La recensione in anteprima di “cave of forgotten dreams” di werner herzog

DALLA NOSTRA INVIATA NEGLI STATES, CHE COSA VEDERE NELLA GRANDE MELA

Ancora fino a Giovedì nel piccolo cinema dell’IFC Center, nel cuore del West Village, è possibile assistere all’ultima creazione di Werner Herzog, il film documentario 3-D Cave of forgotten dreams, presentato nel settembre 2010 al Toronto Internationl Film Festival e a primavera al Trento Film Festival. Il regista tedesco ci conduce questa volta nella caverna di Chauvet-Pont-d’Arc, nel sud della Francia, per ammirare alcuni dei più antichi graffiti mai scoperti fino ad ora, risalenti a più di 30.000 mila anni fa. Ed è una bellissima serie di figure animali quella che si dispiega alla luce chiaroscurale delle torce: cavalli in corsa, orsi, leoni, bisonti e mammuth. La grotta, rinvenuta nel 1994 e chiusa al pubblico, custodisce fra le sue affascinanti stalattiti e stalagmiti anche ossa di animali e misteriose impronte rosse di mani.

Con un montaggio “naturale” e un po’ naive che ben simula un registro da documentario a basso costo e che contrasta volutamente all’effetto scenografico del 3-D, nel suo film, Herzog più che fornire dati e informazioni sulla realtà è interessato all’interpretazione che se ne può dare di essa, all’immaginazione che ne può scaturire.

La bellezza estetica diventa allora spunto per spassionate considerazioni pseudo-filosofiche sulla vita umana, sulla storia dell’uomo e sul rapporto che esso intrattiene con la natura e con l’arte. I cavalli dal contorno ripetuto che imprime un movimento quasi futuristico al graffito, diventano un’anticipazione dell’immagine cinematografica stessa.

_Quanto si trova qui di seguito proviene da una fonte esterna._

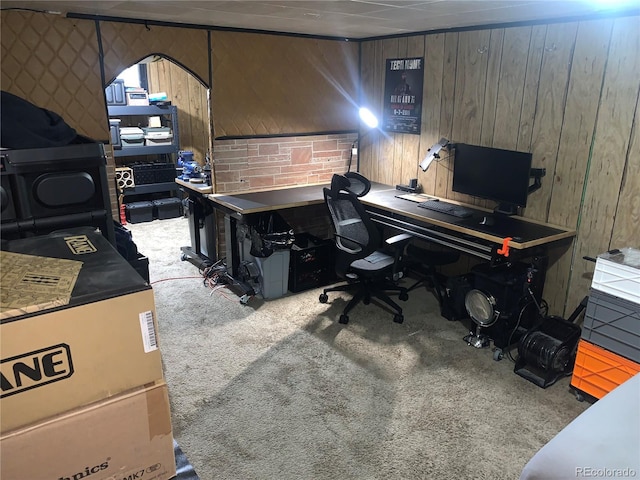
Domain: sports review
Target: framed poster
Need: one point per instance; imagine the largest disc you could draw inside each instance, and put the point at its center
(403, 95)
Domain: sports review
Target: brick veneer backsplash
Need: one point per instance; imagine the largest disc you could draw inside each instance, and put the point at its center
(258, 164)
(263, 163)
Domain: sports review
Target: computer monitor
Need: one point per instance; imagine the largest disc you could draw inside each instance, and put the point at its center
(493, 174)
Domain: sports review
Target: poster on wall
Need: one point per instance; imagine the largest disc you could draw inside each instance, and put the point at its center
(403, 95)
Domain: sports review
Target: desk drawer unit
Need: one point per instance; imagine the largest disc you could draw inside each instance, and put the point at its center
(312, 263)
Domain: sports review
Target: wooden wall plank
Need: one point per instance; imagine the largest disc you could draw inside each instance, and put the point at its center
(471, 77)
(512, 81)
(531, 87)
(447, 105)
(431, 104)
(626, 227)
(367, 91)
(587, 70)
(390, 49)
(492, 86)
(409, 159)
(610, 151)
(552, 89)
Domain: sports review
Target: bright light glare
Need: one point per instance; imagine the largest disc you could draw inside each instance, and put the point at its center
(368, 118)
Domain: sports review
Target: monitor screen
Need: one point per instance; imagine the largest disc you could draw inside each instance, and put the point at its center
(492, 174)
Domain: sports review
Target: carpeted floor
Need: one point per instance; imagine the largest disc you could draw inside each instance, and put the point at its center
(277, 389)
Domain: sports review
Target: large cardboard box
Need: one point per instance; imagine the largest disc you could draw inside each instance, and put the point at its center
(125, 437)
(75, 328)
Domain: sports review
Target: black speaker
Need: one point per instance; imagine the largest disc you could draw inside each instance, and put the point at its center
(510, 286)
(47, 189)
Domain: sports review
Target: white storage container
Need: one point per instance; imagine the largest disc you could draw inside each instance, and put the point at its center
(131, 137)
(618, 273)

Punteggiato da osservazioni poetiche e congetture sulla “storia” della caverna e dei suoi artisti preistorici, il film è narrato direttamente dalla voce modulata e un po’ soporifera del regista e si arricchisce di interviste a personaggi curiosi che per un motivo o l’altro gravitano intorno alla caverna. Memorabile l’antropologo che lavorava nei circhi e che sogna leoni da quando è entrato nella caverna, o il fabbricante di profumi che rintraccia le grotte con il proprio olfatto. Un po’ intellettuale e pervaso da una sottile comicità, il film merita sicuramente la visione (ma chissà se arriverà mai nelle sale italiane), non fosse altro per l’unicità e la freschezza delle sue immagini.